Community of Academic Integrity
A great way to be proactive about academic integrity is to create a "community of integrity," in which more direct effort is taken to involve students in course policy decisions, procedures, and education in their online courses. Doing so invites students to take increased ownership of their actions and develop a stronger understanding of what is expected of them and their work. While some academic integrity strategies that rely heavily on warnings and penalties can seem invasive or make online students feel that their instructor does not trust them, working to create a community of learners instead fosters respect between an instructor and their students. The strategies that follow can all be used to help build a community of integrity within an online course.
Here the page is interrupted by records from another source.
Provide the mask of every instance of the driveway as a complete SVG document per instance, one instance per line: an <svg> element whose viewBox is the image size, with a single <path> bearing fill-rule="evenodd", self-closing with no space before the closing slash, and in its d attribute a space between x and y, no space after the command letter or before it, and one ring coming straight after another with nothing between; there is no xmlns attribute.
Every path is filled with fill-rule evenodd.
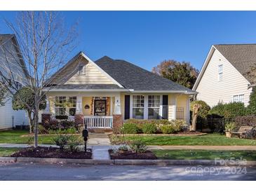
<svg viewBox="0 0 256 192"><path fill-rule="evenodd" d="M256 167L244 171L219 166L0 163L0 180L256 180Z"/></svg>

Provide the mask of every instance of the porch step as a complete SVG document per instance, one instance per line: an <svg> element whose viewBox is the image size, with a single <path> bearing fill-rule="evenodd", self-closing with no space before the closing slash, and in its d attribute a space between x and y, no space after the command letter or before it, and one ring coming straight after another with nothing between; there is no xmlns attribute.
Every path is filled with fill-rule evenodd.
<svg viewBox="0 0 256 192"><path fill-rule="evenodd" d="M110 159L109 149L111 146L93 146L93 159L109 160Z"/></svg>

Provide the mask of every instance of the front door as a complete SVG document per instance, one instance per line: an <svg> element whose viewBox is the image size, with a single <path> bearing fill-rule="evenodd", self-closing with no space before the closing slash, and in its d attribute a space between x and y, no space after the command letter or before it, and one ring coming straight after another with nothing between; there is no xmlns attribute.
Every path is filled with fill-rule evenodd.
<svg viewBox="0 0 256 192"><path fill-rule="evenodd" d="M94 100L94 115L106 116L107 114L107 100Z"/></svg>

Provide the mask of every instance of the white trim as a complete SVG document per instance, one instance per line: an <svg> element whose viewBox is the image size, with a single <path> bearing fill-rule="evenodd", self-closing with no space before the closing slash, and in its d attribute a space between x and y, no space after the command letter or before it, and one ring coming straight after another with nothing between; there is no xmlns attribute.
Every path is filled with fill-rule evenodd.
<svg viewBox="0 0 256 192"><path fill-rule="evenodd" d="M50 89L44 88L43 91L48 92L59 92L59 91L67 91L67 92L127 92L127 89Z"/></svg>
<svg viewBox="0 0 256 192"><path fill-rule="evenodd" d="M119 82L117 82L115 79L114 79L105 71L104 71L102 69L101 69L97 64L95 64L94 62L93 62L83 52L81 53L81 55L82 55L83 57L85 57L86 60L88 60L89 61L89 62L91 62L95 67L96 67L97 68L97 69L100 70L100 71L101 71L102 74L104 74L105 76L107 76L110 80L112 80L114 83L115 83L116 85L118 85L120 88L123 88L122 85L121 85Z"/></svg>
<svg viewBox="0 0 256 192"><path fill-rule="evenodd" d="M194 91L187 91L187 90L134 90L131 91L135 93L184 93L186 95L195 95L197 94L196 92Z"/></svg>
<svg viewBox="0 0 256 192"><path fill-rule="evenodd" d="M215 50L217 50L233 67L234 69L236 69L236 71L238 71L242 76L244 79L246 80L246 81L248 82L248 85L250 85L251 83L243 76L243 75L238 71L238 70L236 69L236 68L235 67L234 67L234 65L222 54L222 53L218 50L213 45L211 46L210 49L210 51L207 55L207 57L206 57L206 60L205 60L204 63L203 63L203 65L200 71L200 73L199 73L199 75L198 76L198 78L196 78L196 83L193 86L193 88L192 90L196 90L197 87L198 86L198 84L201 81L201 79L202 78L203 76L203 74L209 64L209 62L210 60L210 58L212 57L212 55L213 55L213 53Z"/></svg>

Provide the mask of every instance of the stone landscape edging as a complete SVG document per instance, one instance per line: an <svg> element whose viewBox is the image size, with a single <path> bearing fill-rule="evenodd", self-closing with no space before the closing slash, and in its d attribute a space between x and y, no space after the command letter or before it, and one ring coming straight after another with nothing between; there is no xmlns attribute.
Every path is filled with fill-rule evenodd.
<svg viewBox="0 0 256 192"><path fill-rule="evenodd" d="M111 135L111 134L110 134ZM202 132L198 134L145 134L145 133L137 133L137 134L116 134L117 136L200 136L206 135L207 133Z"/></svg>
<svg viewBox="0 0 256 192"><path fill-rule="evenodd" d="M72 158L22 158L22 157L0 157L3 163L76 163L87 165L238 165L234 160L226 160L224 164L214 160L144 160L144 159L72 159ZM236 162L239 163L239 162ZM241 165L243 164L241 163ZM256 166L256 160L248 160L248 166Z"/></svg>

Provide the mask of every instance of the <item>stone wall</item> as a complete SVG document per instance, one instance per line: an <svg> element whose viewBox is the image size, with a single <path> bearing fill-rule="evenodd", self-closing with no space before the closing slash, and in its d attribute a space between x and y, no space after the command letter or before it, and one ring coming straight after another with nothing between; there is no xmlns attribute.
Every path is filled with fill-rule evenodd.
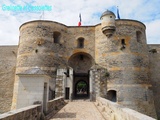
<svg viewBox="0 0 160 120"><path fill-rule="evenodd" d="M18 46L0 46L0 113L11 109Z"/></svg>
<svg viewBox="0 0 160 120"><path fill-rule="evenodd" d="M106 98L106 92L114 90L119 104L154 117L147 51L143 23L117 20L110 37L102 33L101 26L95 28L95 61L109 72L107 83L99 87L100 96Z"/></svg>
<svg viewBox="0 0 160 120"><path fill-rule="evenodd" d="M148 45L148 51L150 67L149 79L152 83L157 116L158 119L160 119L160 45Z"/></svg>
<svg viewBox="0 0 160 120"><path fill-rule="evenodd" d="M95 105L107 120L156 120L101 97L97 98Z"/></svg>
<svg viewBox="0 0 160 120"><path fill-rule="evenodd" d="M40 120L41 106L32 105L0 115L0 120Z"/></svg>
<svg viewBox="0 0 160 120"><path fill-rule="evenodd" d="M55 115L65 105L66 103L63 97L58 97L54 100L50 100L47 103L47 112L45 113L46 118L50 119L51 117L53 117L53 115Z"/></svg>

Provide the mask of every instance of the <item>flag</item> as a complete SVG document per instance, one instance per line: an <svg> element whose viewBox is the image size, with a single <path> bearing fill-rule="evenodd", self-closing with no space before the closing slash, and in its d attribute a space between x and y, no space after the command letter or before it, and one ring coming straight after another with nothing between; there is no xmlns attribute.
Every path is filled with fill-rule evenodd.
<svg viewBox="0 0 160 120"><path fill-rule="evenodd" d="M117 18L120 19L118 6L117 6Z"/></svg>
<svg viewBox="0 0 160 120"><path fill-rule="evenodd" d="M81 19L81 14L79 14L79 22L78 22L78 26L81 26L81 21L82 21L82 19Z"/></svg>

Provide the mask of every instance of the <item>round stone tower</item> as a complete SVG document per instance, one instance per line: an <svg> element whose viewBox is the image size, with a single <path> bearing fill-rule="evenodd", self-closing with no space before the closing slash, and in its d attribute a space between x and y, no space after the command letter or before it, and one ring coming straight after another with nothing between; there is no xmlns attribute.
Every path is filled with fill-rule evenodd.
<svg viewBox="0 0 160 120"><path fill-rule="evenodd" d="M55 68L65 64L62 57L65 32L64 25L52 21L32 21L21 25L16 73L39 67L53 76Z"/></svg>
<svg viewBox="0 0 160 120"><path fill-rule="evenodd" d="M66 31L65 25L52 21L37 20L21 25L12 109L18 104L20 77L17 74L36 74L38 68L51 77L49 87L54 92L57 68L65 67L67 61L63 41Z"/></svg>
<svg viewBox="0 0 160 120"><path fill-rule="evenodd" d="M115 15L113 12L107 10L105 11L102 16L101 16L101 27L102 27L102 32L106 36L111 36L116 27L115 27Z"/></svg>
<svg viewBox="0 0 160 120"><path fill-rule="evenodd" d="M105 24L102 20L95 28L95 61L108 71L106 84L100 85L100 95L155 117L152 86L148 79L145 25L135 20L114 21L114 13L105 13L108 14L104 16L103 13L101 20L104 17L110 20ZM105 30L110 37L106 36Z"/></svg>

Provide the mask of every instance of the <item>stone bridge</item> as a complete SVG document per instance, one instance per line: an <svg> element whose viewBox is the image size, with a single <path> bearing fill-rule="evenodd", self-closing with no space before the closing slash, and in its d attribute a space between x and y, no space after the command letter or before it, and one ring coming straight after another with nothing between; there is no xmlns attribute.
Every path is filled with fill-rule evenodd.
<svg viewBox="0 0 160 120"><path fill-rule="evenodd" d="M47 104L43 111L40 104L13 110L0 115L0 120L155 120L104 98L95 102L57 98Z"/></svg>

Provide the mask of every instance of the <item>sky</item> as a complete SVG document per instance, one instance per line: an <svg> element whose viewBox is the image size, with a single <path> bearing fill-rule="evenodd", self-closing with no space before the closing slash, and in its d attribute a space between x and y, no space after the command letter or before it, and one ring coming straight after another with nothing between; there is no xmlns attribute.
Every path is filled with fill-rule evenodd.
<svg viewBox="0 0 160 120"><path fill-rule="evenodd" d="M116 14L117 6L121 19L146 25L148 44L160 44L160 0L0 0L0 45L18 45L19 27L25 22L51 20L77 26L81 13L82 26L96 25L107 9Z"/></svg>

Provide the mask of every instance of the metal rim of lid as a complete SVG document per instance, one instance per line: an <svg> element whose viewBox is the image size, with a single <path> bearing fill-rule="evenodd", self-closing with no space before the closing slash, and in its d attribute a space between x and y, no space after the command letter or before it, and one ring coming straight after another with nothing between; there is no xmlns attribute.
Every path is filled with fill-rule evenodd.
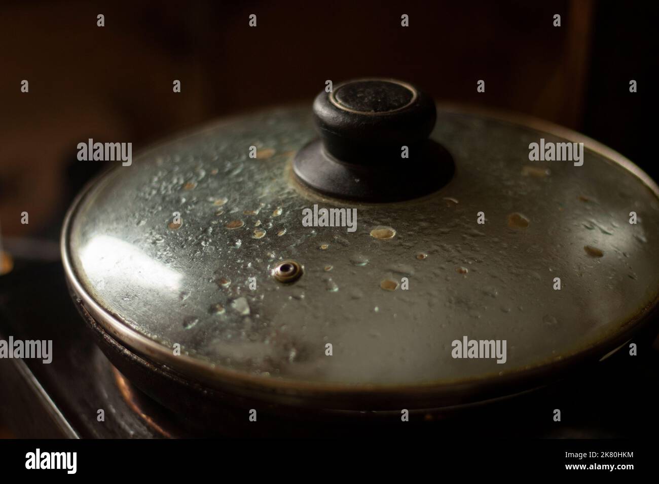
<svg viewBox="0 0 659 484"><path fill-rule="evenodd" d="M659 186L638 166L612 149L571 129L525 115L501 113L450 103L438 103L438 107L448 112L478 115L531 128L573 142L583 142L585 148L605 157L639 179L659 199ZM212 125L215 126L218 124L223 123L215 122ZM204 130L204 127L198 130L190 130L177 139L202 130ZM146 149L142 153L146 153L148 151L148 149ZM218 367L186 355L174 356L170 348L132 329L121 321L118 315L113 315L102 308L78 281L69 254L69 235L71 222L86 196L113 169L105 172L88 183L72 203L65 218L60 248L65 276L69 287L90 315L111 335L129 348L154 363L180 372L192 381L208 384L238 396L257 396L263 400L283 404L290 404L294 400L297 404L343 410L396 408L397 403L403 402L405 402L406 408L441 408L453 405L455 402L471 403L490 400L528 390L558 379L574 365L579 363L603 360L628 341L633 333L659 315L659 298L657 298L642 312L623 325L617 333L602 337L589 347L576 351L559 361L542 363L531 368L513 370L503 374L497 375L493 372L475 378L411 385L340 384L274 380Z"/></svg>

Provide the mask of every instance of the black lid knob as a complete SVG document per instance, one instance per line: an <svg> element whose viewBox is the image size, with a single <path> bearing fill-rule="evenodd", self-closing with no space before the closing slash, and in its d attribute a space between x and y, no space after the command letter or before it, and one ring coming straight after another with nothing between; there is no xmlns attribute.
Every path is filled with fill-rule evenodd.
<svg viewBox="0 0 659 484"><path fill-rule="evenodd" d="M314 115L325 149L334 157L360 165L400 162L423 143L435 124L432 99L406 82L363 79L322 92Z"/></svg>
<svg viewBox="0 0 659 484"><path fill-rule="evenodd" d="M436 117L432 99L408 83L344 82L316 96L321 140L298 152L293 173L307 186L340 198L397 202L426 195L454 171L451 155L428 139Z"/></svg>

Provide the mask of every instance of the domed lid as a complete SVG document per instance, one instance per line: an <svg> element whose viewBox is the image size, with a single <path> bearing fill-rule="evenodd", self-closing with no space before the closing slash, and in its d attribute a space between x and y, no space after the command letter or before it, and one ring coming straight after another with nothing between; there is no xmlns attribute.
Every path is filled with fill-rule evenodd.
<svg viewBox="0 0 659 484"><path fill-rule="evenodd" d="M323 109L407 115L413 95L399 87L389 101L386 86L357 88L335 89L341 102L322 93ZM296 107L225 120L90 184L63 232L69 283L90 313L214 387L374 409L530 387L604 356L654 308L658 189L619 155L551 125L447 106L426 144L413 139L432 128L426 105L405 121L420 126L409 138L380 144L378 126L400 120L378 119L357 146L364 123L324 132L342 121L318 103L315 118ZM544 161L530 161L533 144ZM347 172L314 187L304 167L330 163ZM374 196L359 200L360 183Z"/></svg>

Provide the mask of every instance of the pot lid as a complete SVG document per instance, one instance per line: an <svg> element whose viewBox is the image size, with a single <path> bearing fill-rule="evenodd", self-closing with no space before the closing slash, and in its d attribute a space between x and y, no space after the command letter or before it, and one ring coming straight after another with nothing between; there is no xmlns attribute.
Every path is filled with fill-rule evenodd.
<svg viewBox="0 0 659 484"><path fill-rule="evenodd" d="M353 111L386 111L386 92L362 88ZM392 95L397 115L411 97ZM63 232L69 282L90 313L192 379L322 394L325 406L359 393L360 408L374 408L383 392L391 405L411 390L427 406L511 379L529 385L561 361L603 356L654 308L658 190L617 153L546 123L440 105L431 161L377 151L359 169L385 173L365 178L385 200L351 201L299 173L314 156L342 163L340 146L308 153L314 119L324 140L345 142L323 133L315 108L224 120L91 184ZM412 122L434 121L434 105L423 109ZM531 144L563 142L584 143L583 164L529 161ZM322 226L321 209L345 209L347 226ZM470 354L471 340L499 354Z"/></svg>

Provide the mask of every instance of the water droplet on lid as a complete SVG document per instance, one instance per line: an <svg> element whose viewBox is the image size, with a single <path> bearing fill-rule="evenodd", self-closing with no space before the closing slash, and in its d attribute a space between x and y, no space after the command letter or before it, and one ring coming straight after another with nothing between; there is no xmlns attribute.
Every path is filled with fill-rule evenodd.
<svg viewBox="0 0 659 484"><path fill-rule="evenodd" d="M234 220L227 223L225 227L226 227L227 229L240 229L244 225L245 225L244 222L243 222L242 220Z"/></svg>
<svg viewBox="0 0 659 484"><path fill-rule="evenodd" d="M371 230L370 234L372 237L386 240L393 238L396 234L396 231L391 227L380 226Z"/></svg>
<svg viewBox="0 0 659 484"><path fill-rule="evenodd" d="M224 306L221 304L213 304L208 308L209 314L224 314Z"/></svg>
<svg viewBox="0 0 659 484"><path fill-rule="evenodd" d="M604 253L602 250L592 246L584 246L583 249L586 251L586 254L590 257L602 257L604 255Z"/></svg>
<svg viewBox="0 0 659 484"><path fill-rule="evenodd" d="M529 223L529 219L521 213L515 212L508 215L508 227L511 229L526 229Z"/></svg>
<svg viewBox="0 0 659 484"><path fill-rule="evenodd" d="M336 292L339 290L339 286L336 282L331 280L331 277L326 277L325 279L325 288L330 292Z"/></svg>
<svg viewBox="0 0 659 484"><path fill-rule="evenodd" d="M190 329L199 322L199 318L194 316L189 316L183 319L183 327L185 329Z"/></svg>
<svg viewBox="0 0 659 484"><path fill-rule="evenodd" d="M250 313L249 304L246 298L238 298L231 301L231 308L243 316Z"/></svg>
<svg viewBox="0 0 659 484"><path fill-rule="evenodd" d="M586 203L588 203L588 202L595 202L595 200L594 198L591 198L590 197L587 197L585 195L579 195L579 196L578 196L577 197L577 200L579 200L581 202L585 202Z"/></svg>
<svg viewBox="0 0 659 484"><path fill-rule="evenodd" d="M177 230L179 229L181 229L181 226L183 225L183 219L179 217L177 218L176 221L172 221L171 222L170 222L169 224L167 225L167 227L169 227L171 230Z"/></svg>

While academic integrity standards may hold constant across the University, online students often find that specific policies and procedures differ in each online course they take. To avoid confusion, make sure to provide them with clear guidelines for all course assessments and assignments. If the course will require research, for example, be abundantly clear about the citation style that's expected or any specific formatting or citation rules the course may have. If part of your online course utilizes group work, make clear when collaboration on course work is acceptable and when it's not, especially when only certain elements of the course utilize groups. We also strongly recommend the use of detailed rubrics for assignments so that assessment standards and expectations are well-known in the course. Any and all of these preparations can help avoid academic integrity violations in your online courses.
Using a community approach to preventing academic integrity violations necessitates shared work and responsibility among online instructors and students. Rather than giving students a pre-made honor code or set of course policies, instructors can work with students to help shape and create guidelines for their course; it's a good idea to use Loyola’s Academic Integrity Statement as an example to start with.
Collaborating with students in this manner has several advantages. First, creating a set of academic integrity principles and rules with students necessitates having a conversation about what is expected of students, what constitutes a violation, and even what academic and professional honestly looks like in a specific field of work. Second, students are more likely to feel a sense of responsibility toward an academic integrity code in which they had input, and less likely to feel alienated by its enforcement. Third, creating a code of conduct for each course taught allows instructors to adapt their policies to the specific work of the course they're in, often an advantage for upper-level online courses that delve into very detailed professional work.
Even when created in a community, instructors should have students go through the step of acknowledging or “accepting” the terms of any academic integrity code in their online courses. Including questions on policy in a syllabus quiz is also an effective way to have students become more familiar with the academic integrity rules of the course.
Students come to online courses from a variety of educational backgrounds, making it difficult to assume what they do and don't already know about academic integrity and what constitutes a violation. It's always good, then, to review academic integrity concepts with students and educate them on policies, violations, and possible penalties.
This is perhaps especially true in the case of plagiarism, a form of academic dishonesty that students may commit without even realizing it. Students may not be familiar with all citations styles coming into college, even some of the more common ones like APA. In addition, they may not have been previously educated on all forms of plagiarism, including improper paraphrasing, using parts of other media (like audio and images), etc. Instructors - especially those in lower-level courses - would do well to survey students at the beginning of an online course to determine their familiarity with these concepts, then deliver focused tutorials or guides to students that still need guidance.
Online instructors will benefit from spending some time reviewing plagiarism and proper citation, especially if a course uses a less common citation system (i.e., not MLA or APA). In addition, instructors can send online students to several University resources, such as the University Libraries’ What is Plagiarism? page and their Avoiding Plagiarism Quiz.
Giving students an opportunity to practice any new skill or concept before a scored, high-stakes performance is sound pedagogical advice in general, but is particularly apt when it comes to helping prevent academic integrity violations. Especially in the case of writing and citation, allowing students in online courses the opportunity to practice that citation - whether through a draft of a paper or an annotated bibliography that's composed before any writing begins - can help clarify any confusion that might get students into trouble. It's important to keep in mind that instructors should give students feedback on their practice of citation or other skills to reinforce proper work.